OpenQuake h5py Extractor

We use our own extractor to obtain data from OpenQuake hdf5 files, rather than using the openquake.calculators.extract.Extractor

openquake.calculators.extract.Extractor drifts between OQ minor versions. The version matrix test showed that OQ 3.20–3.23 collapses the poe dimension for disaggregations if there is only one poe (which is typical for our use) while OQ 3.24+ includes all degenerate dimensions. Because the Extractor API is unstable, any new OQ minor release could silently break the extraction code.

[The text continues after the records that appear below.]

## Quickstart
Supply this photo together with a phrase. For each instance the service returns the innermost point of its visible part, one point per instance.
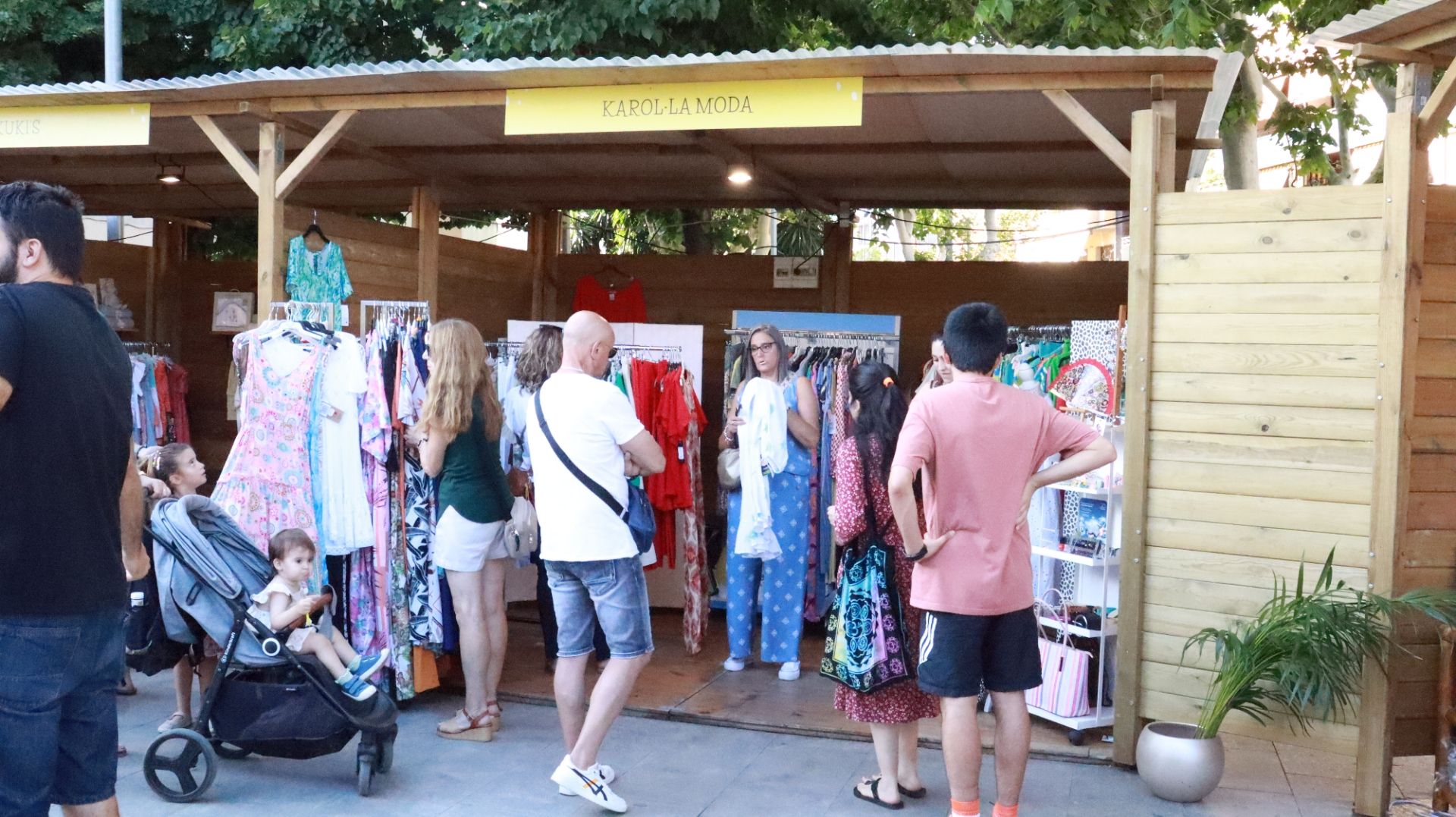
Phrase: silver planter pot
(1178, 766)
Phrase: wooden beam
(1097, 131)
(545, 245)
(720, 146)
(1147, 181)
(1388, 54)
(229, 149)
(1436, 109)
(309, 158)
(270, 218)
(425, 216)
(495, 98)
(1404, 223)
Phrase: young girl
(180, 471)
(893, 712)
(284, 603)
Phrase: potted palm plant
(1302, 655)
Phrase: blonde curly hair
(459, 373)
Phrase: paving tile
(1312, 762)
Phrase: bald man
(587, 549)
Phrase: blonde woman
(459, 438)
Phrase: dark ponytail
(881, 411)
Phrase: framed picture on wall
(232, 312)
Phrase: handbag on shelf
(865, 634)
(1065, 669)
(637, 514)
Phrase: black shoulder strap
(592, 484)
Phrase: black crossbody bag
(637, 516)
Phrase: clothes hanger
(613, 278)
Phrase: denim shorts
(58, 680)
(612, 592)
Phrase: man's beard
(9, 267)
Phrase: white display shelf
(1076, 558)
(1109, 628)
(1085, 490)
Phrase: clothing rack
(406, 309)
(332, 315)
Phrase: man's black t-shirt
(64, 445)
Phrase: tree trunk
(1241, 139)
(695, 232)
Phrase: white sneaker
(585, 782)
(604, 774)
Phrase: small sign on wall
(795, 272)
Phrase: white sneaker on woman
(587, 784)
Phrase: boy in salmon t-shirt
(981, 445)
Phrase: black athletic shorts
(959, 654)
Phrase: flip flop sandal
(479, 728)
(874, 796)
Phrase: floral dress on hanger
(265, 484)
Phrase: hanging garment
(318, 277)
(764, 451)
(347, 522)
(691, 527)
(618, 306)
(265, 484)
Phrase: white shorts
(463, 545)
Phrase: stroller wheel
(180, 765)
(366, 772)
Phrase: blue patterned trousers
(783, 579)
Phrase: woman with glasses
(783, 579)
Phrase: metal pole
(111, 17)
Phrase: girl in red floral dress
(893, 712)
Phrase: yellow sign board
(685, 107)
(76, 126)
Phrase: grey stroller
(265, 699)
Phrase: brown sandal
(468, 727)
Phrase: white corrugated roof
(1357, 27)
(549, 63)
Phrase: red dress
(899, 702)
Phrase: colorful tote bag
(865, 646)
(1065, 669)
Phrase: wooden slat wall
(1261, 423)
(1426, 554)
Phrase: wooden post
(270, 218)
(839, 251)
(425, 215)
(1405, 166)
(545, 242)
(1147, 181)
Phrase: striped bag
(1065, 669)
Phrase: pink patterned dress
(899, 702)
(267, 485)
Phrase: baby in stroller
(286, 603)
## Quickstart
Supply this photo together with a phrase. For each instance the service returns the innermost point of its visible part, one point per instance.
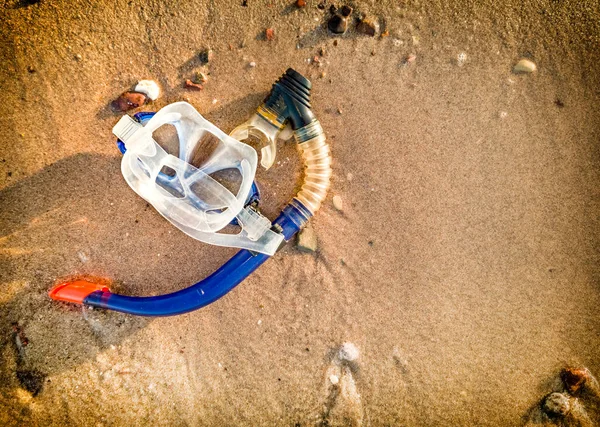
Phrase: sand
(463, 267)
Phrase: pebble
(82, 257)
(348, 352)
(524, 66)
(346, 11)
(200, 77)
(337, 203)
(557, 404)
(128, 101)
(206, 55)
(191, 85)
(307, 240)
(410, 58)
(337, 24)
(149, 88)
(269, 34)
(368, 26)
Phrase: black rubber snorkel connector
(289, 100)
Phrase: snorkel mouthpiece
(288, 102)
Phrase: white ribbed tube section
(317, 161)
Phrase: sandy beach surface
(460, 277)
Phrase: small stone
(307, 240)
(337, 203)
(337, 24)
(557, 404)
(149, 88)
(128, 101)
(269, 34)
(368, 26)
(574, 378)
(200, 77)
(194, 86)
(348, 352)
(346, 11)
(524, 66)
(32, 380)
(206, 56)
(82, 257)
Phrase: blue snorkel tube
(289, 101)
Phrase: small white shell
(148, 88)
(337, 203)
(348, 352)
(524, 66)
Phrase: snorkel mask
(186, 190)
(183, 189)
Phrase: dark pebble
(32, 381)
(346, 11)
(337, 24)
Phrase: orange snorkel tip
(75, 290)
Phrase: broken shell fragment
(191, 85)
(524, 66)
(269, 34)
(128, 101)
(148, 88)
(574, 378)
(368, 26)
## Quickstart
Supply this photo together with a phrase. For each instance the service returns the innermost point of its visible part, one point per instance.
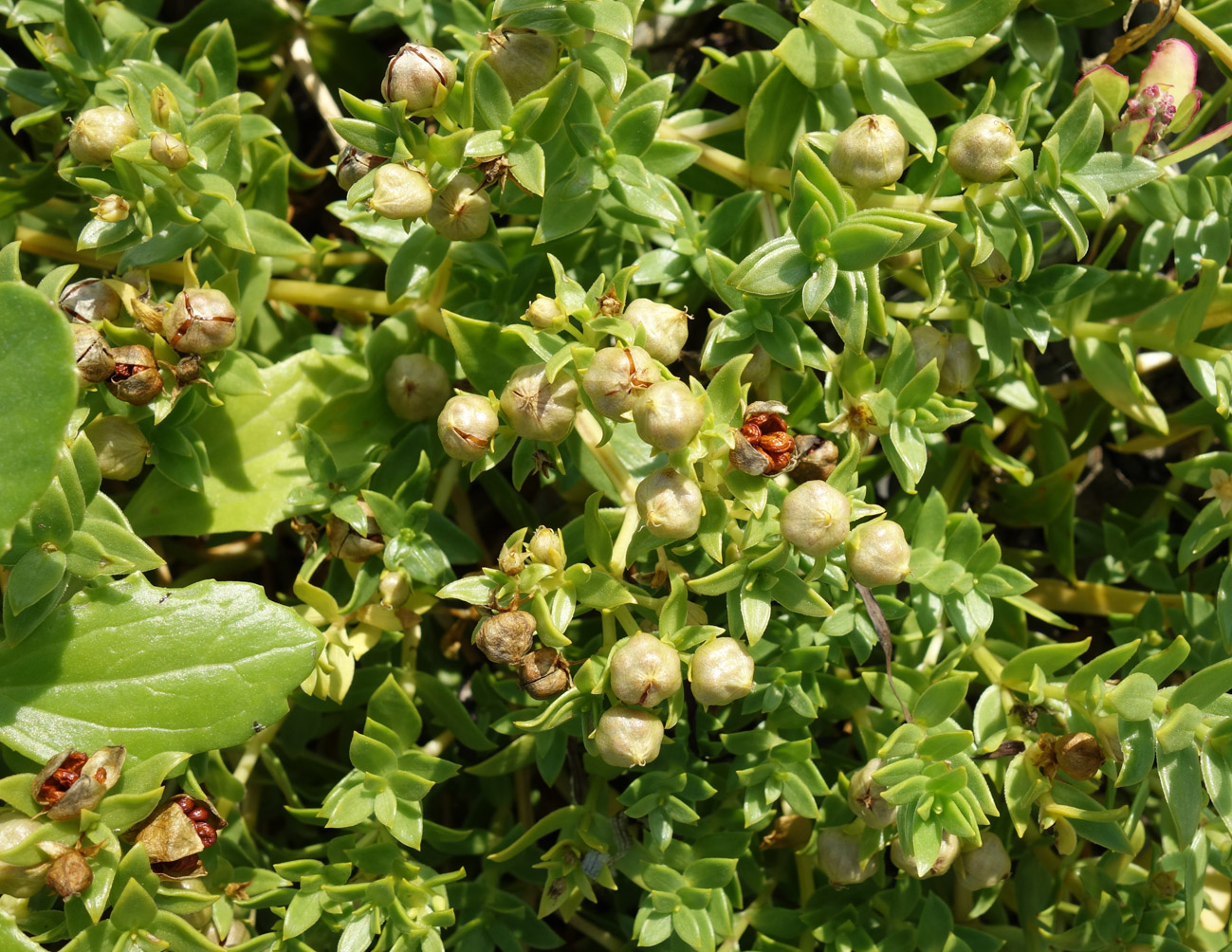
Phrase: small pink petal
(1186, 112)
(1173, 66)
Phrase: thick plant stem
(1088, 597)
(592, 435)
(1212, 41)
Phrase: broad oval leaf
(38, 392)
(153, 668)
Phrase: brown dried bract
(176, 833)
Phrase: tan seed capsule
(547, 546)
(416, 387)
(815, 518)
(420, 77)
(837, 857)
(870, 153)
(667, 328)
(69, 874)
(1079, 755)
(645, 670)
(461, 211)
(466, 427)
(354, 164)
(91, 354)
(668, 416)
(985, 865)
(629, 737)
(816, 458)
(524, 59)
(120, 446)
(350, 546)
(136, 379)
(543, 674)
(671, 503)
(616, 377)
(945, 857)
(201, 320)
(544, 313)
(981, 149)
(400, 193)
(865, 799)
(878, 553)
(99, 132)
(90, 301)
(169, 151)
(539, 409)
(506, 637)
(721, 671)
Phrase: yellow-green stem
(1208, 37)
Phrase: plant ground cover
(606, 474)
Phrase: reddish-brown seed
(778, 442)
(207, 833)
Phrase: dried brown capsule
(354, 164)
(506, 637)
(69, 874)
(764, 445)
(136, 378)
(94, 358)
(790, 832)
(177, 833)
(1079, 755)
(201, 320)
(523, 58)
(816, 458)
(71, 781)
(346, 543)
(90, 301)
(543, 674)
(420, 77)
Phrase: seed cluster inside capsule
(767, 433)
(63, 778)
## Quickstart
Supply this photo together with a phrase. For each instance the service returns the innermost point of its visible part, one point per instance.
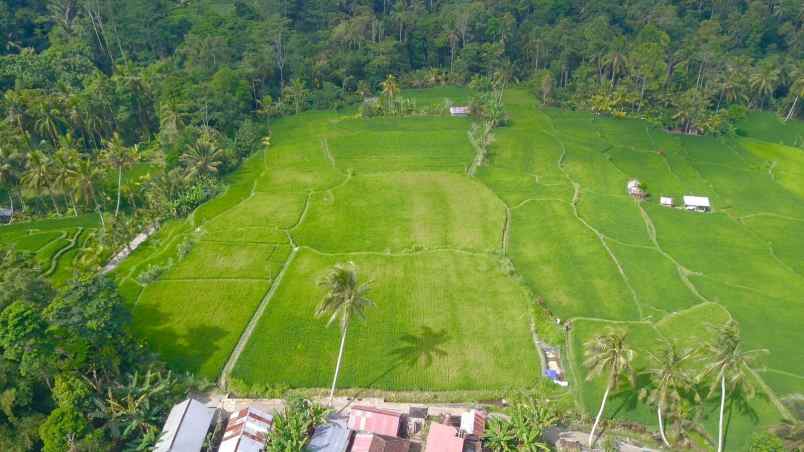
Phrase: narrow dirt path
(576, 197)
(478, 160)
(683, 272)
(252, 324)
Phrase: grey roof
(331, 437)
(185, 428)
(418, 412)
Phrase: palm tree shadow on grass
(414, 351)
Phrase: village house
(463, 434)
(247, 431)
(375, 420)
(372, 442)
(334, 436)
(635, 189)
(459, 111)
(697, 203)
(186, 427)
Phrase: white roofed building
(459, 111)
(697, 203)
(185, 428)
(247, 431)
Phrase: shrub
(248, 137)
(185, 247)
(193, 196)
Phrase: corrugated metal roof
(372, 442)
(374, 420)
(443, 438)
(185, 428)
(696, 201)
(331, 437)
(247, 431)
(473, 422)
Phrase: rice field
(456, 261)
(54, 244)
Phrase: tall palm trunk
(119, 184)
(53, 199)
(792, 109)
(338, 365)
(661, 425)
(599, 414)
(11, 202)
(722, 407)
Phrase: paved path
(136, 242)
(340, 404)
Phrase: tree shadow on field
(422, 349)
(413, 351)
(625, 400)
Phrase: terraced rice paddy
(392, 195)
(54, 243)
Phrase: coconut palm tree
(39, 175)
(390, 89)
(608, 353)
(296, 92)
(796, 89)
(119, 157)
(731, 367)
(345, 299)
(85, 174)
(670, 377)
(764, 81)
(64, 161)
(9, 173)
(203, 158)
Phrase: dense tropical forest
(131, 112)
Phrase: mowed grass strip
(721, 248)
(565, 262)
(262, 217)
(766, 322)
(194, 325)
(442, 321)
(409, 144)
(404, 211)
(210, 260)
(655, 279)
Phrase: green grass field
(456, 261)
(54, 244)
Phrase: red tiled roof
(443, 438)
(370, 419)
(370, 442)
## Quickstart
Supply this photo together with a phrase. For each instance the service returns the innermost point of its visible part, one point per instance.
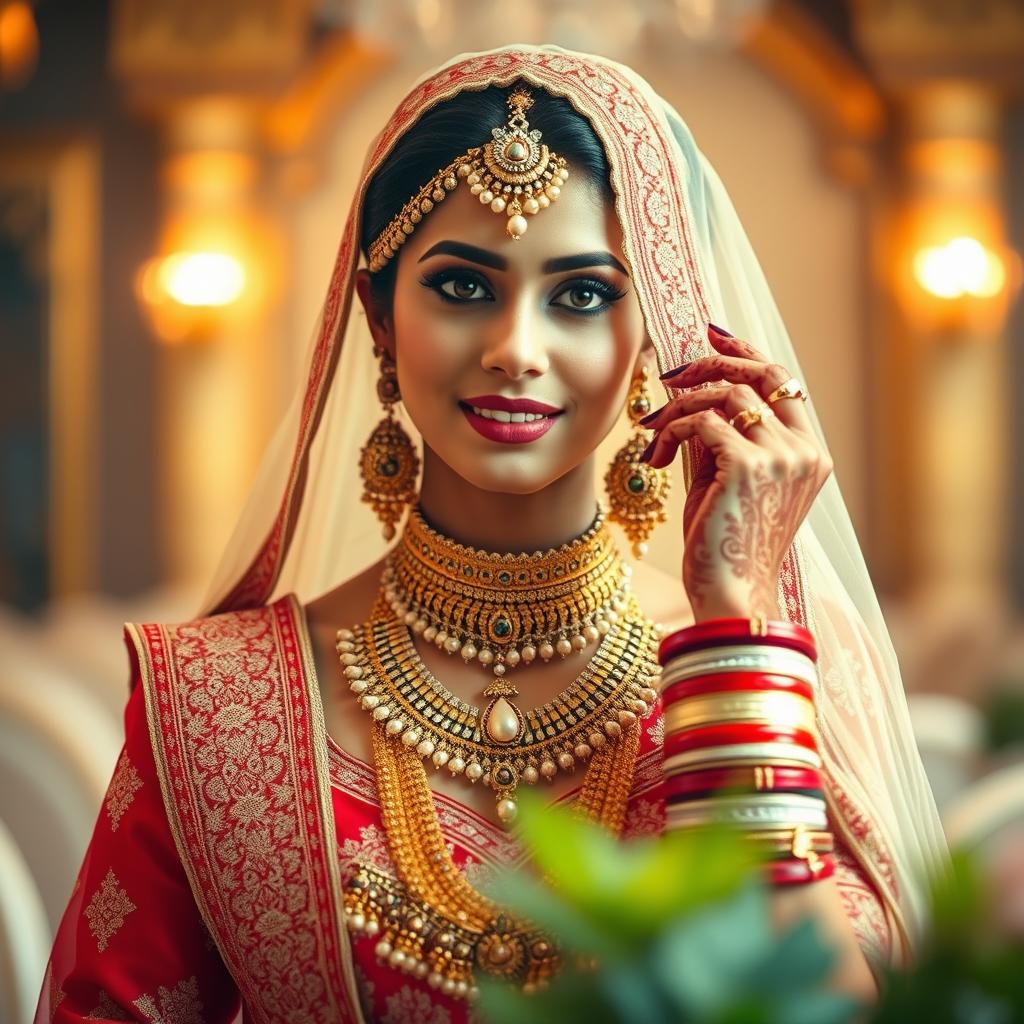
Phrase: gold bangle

The OQ HDF5 file layout is more stable. We replaced the Extractor with direct h5py reads, dropped openquake-engine as a dependency entirely, and validated the new reader against a fixture matrix generated by docker-based OQ runs across seven minor releases.

OqHdf5Reader class

toshi_hazard_store/oq_import/h5py_reader.py — an OqHdf5Reader class that wraps an HDF5 file and exposes exactly the data the extraction code needs:

Method HDF5 path(s) Notes
oqparam() oqparam[()] JSON blob decoded to dict
sitecol() sitecol/{sids,lat,lon,...} Parallel 1-D arrays → DataFrame
hcurves_rlzs() hcurves-rlzs Returns {rlz-N: arr(sites, imts, levels)}
gsim_branches() full_lt/gsim_lt {branch_id: uncertainty_str}
source_branches() full_lt/source_model_lt {idx: sm_lt_path_str} (values used as source_map keys)
realizations() full_lt/sm_data + full_lt/gsim_lt List of _RlzRecord(source_path, gsim_path, ordinal)
disagg_rlzs(kind, ...) disagg-rlzs/<kind>, disagg-bins/*, best_rlzs Returns a _DisaggExtract proxy

The class is tested against fixtures generated by OQ 3.19.1–3.25.1. It is also tested against the 3.25.1 openquake.calculators.extract.Extractor for structural and numerical equivalence.

HDF5 layout reference

oqparam

Scalar dataset holding a UTF-8 JSON blob of the full OqParam dict. Read with:

cfg = json.loads(f['oqparam'][()].decode())

Relevant keys: calculation_mode, hazard_imtls, iml_disagg, disagg_outputs. Cross-version alias: some older OQ versions may use intensity_measure_types_and_levels instead of hazard_imtls; the reader resolves this transparently.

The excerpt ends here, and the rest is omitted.